Photographer’s lens finds joy and grief in struggle
by Teresa Annas
The Virginian-Pilot 03/03/11

NORFOLK, VA - Matt Eich puts himself into potentially risky situations to tell a visual story. In doing so, the photographer is making a national name for himself.

Prints from his documentary series "Sin & Salvation in Baptist Town" are on display through March 10 at Lorrie Saunders ArtGallery in Ghent.

The photographer will attend a reception for his show Friday and give a gallery chat.

Eich, 24, was raised in Suffolk and lives in Norfolk. He's barely out of photojournalism school at Ohio University. Yet his work already has been much featured in prestigious publications, including Time magazine, The New York Times, The Wall Street Journal, December's National Geographic and last month's Harper's magazine. (He has also freelanced for The Virginian-Pilot. Pilot photographer Hyunsoo Leo Kim edited a video that is part of the show.)

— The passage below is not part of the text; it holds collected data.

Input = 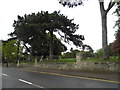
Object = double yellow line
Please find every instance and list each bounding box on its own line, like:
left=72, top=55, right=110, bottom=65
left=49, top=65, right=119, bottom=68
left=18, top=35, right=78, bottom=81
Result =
left=17, top=69, right=120, bottom=84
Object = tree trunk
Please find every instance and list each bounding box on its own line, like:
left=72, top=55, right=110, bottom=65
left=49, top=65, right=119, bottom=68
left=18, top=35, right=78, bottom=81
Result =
left=49, top=31, right=54, bottom=60
left=16, top=39, right=20, bottom=64
left=17, top=60, right=20, bottom=66
left=101, top=15, right=109, bottom=60
left=28, top=46, right=33, bottom=61
left=6, top=61, right=9, bottom=67
left=99, top=2, right=109, bottom=60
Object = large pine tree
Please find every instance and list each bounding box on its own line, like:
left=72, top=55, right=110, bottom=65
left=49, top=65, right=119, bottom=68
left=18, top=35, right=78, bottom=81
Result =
left=11, top=11, right=84, bottom=60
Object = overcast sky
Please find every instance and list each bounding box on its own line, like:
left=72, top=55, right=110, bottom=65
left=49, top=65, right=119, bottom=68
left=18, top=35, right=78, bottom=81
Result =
left=0, top=0, right=118, bottom=52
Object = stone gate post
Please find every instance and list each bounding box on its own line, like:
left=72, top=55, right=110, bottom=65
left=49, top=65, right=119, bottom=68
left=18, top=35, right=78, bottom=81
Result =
left=76, top=52, right=83, bottom=64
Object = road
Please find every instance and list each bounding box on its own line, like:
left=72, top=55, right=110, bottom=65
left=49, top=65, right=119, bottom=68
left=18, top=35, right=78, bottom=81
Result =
left=2, top=66, right=119, bottom=89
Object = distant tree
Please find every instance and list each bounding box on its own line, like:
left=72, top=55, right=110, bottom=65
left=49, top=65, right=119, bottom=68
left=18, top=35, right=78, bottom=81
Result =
left=62, top=44, right=94, bottom=59
left=6, top=35, right=25, bottom=63
left=112, top=1, right=120, bottom=55
left=71, top=49, right=80, bottom=58
left=95, top=48, right=103, bottom=58
left=82, top=44, right=94, bottom=52
left=62, top=49, right=80, bottom=58
left=108, top=43, right=115, bottom=56
left=11, top=11, right=84, bottom=60
left=62, top=52, right=72, bottom=58
left=112, top=30, right=120, bottom=55
left=2, top=40, right=18, bottom=67
left=58, top=0, right=118, bottom=60
left=80, top=45, right=94, bottom=59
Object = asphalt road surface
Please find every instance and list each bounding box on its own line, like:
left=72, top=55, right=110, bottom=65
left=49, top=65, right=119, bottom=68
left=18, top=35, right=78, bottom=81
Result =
left=2, top=66, right=119, bottom=88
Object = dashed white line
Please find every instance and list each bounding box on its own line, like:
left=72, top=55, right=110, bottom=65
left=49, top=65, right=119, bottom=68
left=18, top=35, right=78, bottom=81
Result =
left=32, top=84, right=44, bottom=88
left=19, top=79, right=32, bottom=85
left=2, top=73, right=45, bottom=88
left=18, top=79, right=44, bottom=88
left=2, top=73, right=8, bottom=76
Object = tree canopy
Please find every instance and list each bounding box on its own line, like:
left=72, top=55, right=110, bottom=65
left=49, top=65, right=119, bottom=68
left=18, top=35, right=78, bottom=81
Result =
left=112, top=30, right=120, bottom=54
left=112, top=1, right=120, bottom=55
left=2, top=40, right=18, bottom=63
left=10, top=11, right=84, bottom=60
left=114, top=1, right=120, bottom=30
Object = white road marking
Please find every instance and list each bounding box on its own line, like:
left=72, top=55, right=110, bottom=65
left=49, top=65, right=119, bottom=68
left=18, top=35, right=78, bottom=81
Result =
left=32, top=84, right=44, bottom=88
left=2, top=73, right=8, bottom=76
left=18, top=79, right=32, bottom=85
left=18, top=79, right=44, bottom=88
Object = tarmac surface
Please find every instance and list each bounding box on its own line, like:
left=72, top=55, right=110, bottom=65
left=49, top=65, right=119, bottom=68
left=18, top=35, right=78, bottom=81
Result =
left=2, top=66, right=120, bottom=89
left=17, top=66, right=119, bottom=81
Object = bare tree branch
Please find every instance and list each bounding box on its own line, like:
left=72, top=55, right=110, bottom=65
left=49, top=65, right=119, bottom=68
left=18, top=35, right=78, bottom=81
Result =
left=106, top=1, right=116, bottom=13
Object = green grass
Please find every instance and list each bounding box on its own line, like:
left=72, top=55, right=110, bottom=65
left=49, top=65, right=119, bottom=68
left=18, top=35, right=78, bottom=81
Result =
left=20, top=60, right=35, bottom=64
left=83, top=56, right=119, bottom=62
left=40, top=58, right=76, bottom=63
left=19, top=56, right=119, bottom=64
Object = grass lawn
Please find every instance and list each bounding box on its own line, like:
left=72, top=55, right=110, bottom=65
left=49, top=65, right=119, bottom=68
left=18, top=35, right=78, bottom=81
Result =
left=40, top=58, right=76, bottom=63
left=83, top=56, right=119, bottom=62
left=20, top=56, right=119, bottom=64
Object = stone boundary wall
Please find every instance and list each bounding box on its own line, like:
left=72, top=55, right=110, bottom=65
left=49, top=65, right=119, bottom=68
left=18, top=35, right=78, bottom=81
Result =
left=31, top=52, right=119, bottom=72
left=4, top=61, right=119, bottom=72
left=32, top=61, right=119, bottom=72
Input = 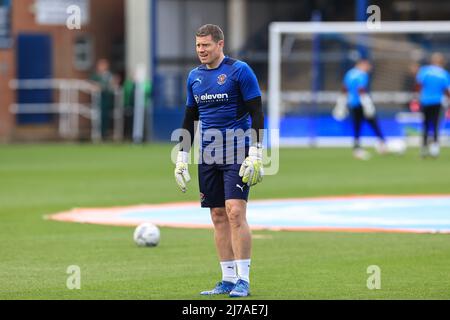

Eich has won many awards. Last spring, Photo District News, a top industry magazine, named him one of 30 emerging photographers to watch.

He won top prize in 2009 from Pictures of the Year International in the community awareness category for a series on poverty-stricken southeastern Ohio. He was recently named a finalist in that category for his "Baptist Town" series.

The ArtGallery show includes 20 images of Baptist Town residents and another 15 photos of scenes without people.

All were shot in a dirt-poor neighborhood called Baptist Town in Greenwood, Miss., where blues legend Robert Johnson spent time in the 1930s.

Eich's approach is at a tricky intersection between fine art and photojournalism. Like the classic photo essayists for Life magazine, Eich goes after long-term projects that bring him into close relationships with subjects.

He got started in Baptist Town last April, when AARP Bulletin sent him to the region to shoot a story on rural health care. Eich learned about Baptist Town, paid a visit, met some folks and shot some pictures.

"I was immediately struck by the openness of that community," he said last week. Maybe 500 people live there, and most do not have jobs - legal ones, in any case, he said.

He returned in May for five days and handed out prints "to show them how I saw them. And they responded well, and that opened more doors."

In Greenwood, whites mostly live north of the Yazoo River and blacks primarily live south of it. The river symbolizes a vast racial, cultural and economic divide.

North of the Yazoo, tourists can take cooking classes on high-end Viking ranges, Greenwood's tourism site boasts.

Just south, Vicki Wooten concocts cheap rations for her three kids on an old stove beside a kitchen window with a cardboard curtain, as documented by Eich. Her husband jailed, Wooten was soon after evicted for lack of rent money.

Eich has photographed young men rolling marijuana cigarettes in emptied cigar shells, called blunts. He shot pictures of residents in church, on porches, even in bed.

He hung out at night with gun-toting guys. One of these men was shot since Eich photographed him, and Eich was invited in with his camera to the wake and funeral.

"You might immediately look at someone who's spent 10 of his 28 years in prison who's holding a gun and has a crazy eye and be pushed back by that," he said. With his camera, Eich's intention is to "peel back the layers and get to who he is, a very rough character but somebody who cares deeply about his community and his family, who wants to be a good person but who has been put into really difficult circumstances."

Eich's style is causing buzz in photo circles. While sympathetic in tone, his pictures are not prettily composed. Central figures may be fuzzy. Cigarette-holding hands jut awkwardly into the frame.

He's capturing an everyday, gritty struggle and using a comparable approach. The result so far is a believable and realistic community portrait that blends joy, communal comfort, drugged behavior, grief and resignation.

It's clear from the way his subjects approach the lens that they are cooperating, even collaborating with Eich on their depiction.

"I keep wondering what it is that draws me back," Eich said. "The truth is, it's the questions.

"What creates this pocket of poverty, crime and violence? Why does it exist in such a pronounced way in this place?"

This year, he will also shoot north of the river and combine the two community portraits. He wants to first display the photos in Baptist Town and then cross the Yazoo "to the white side of town, as a way of visually introducing neighbors to one another."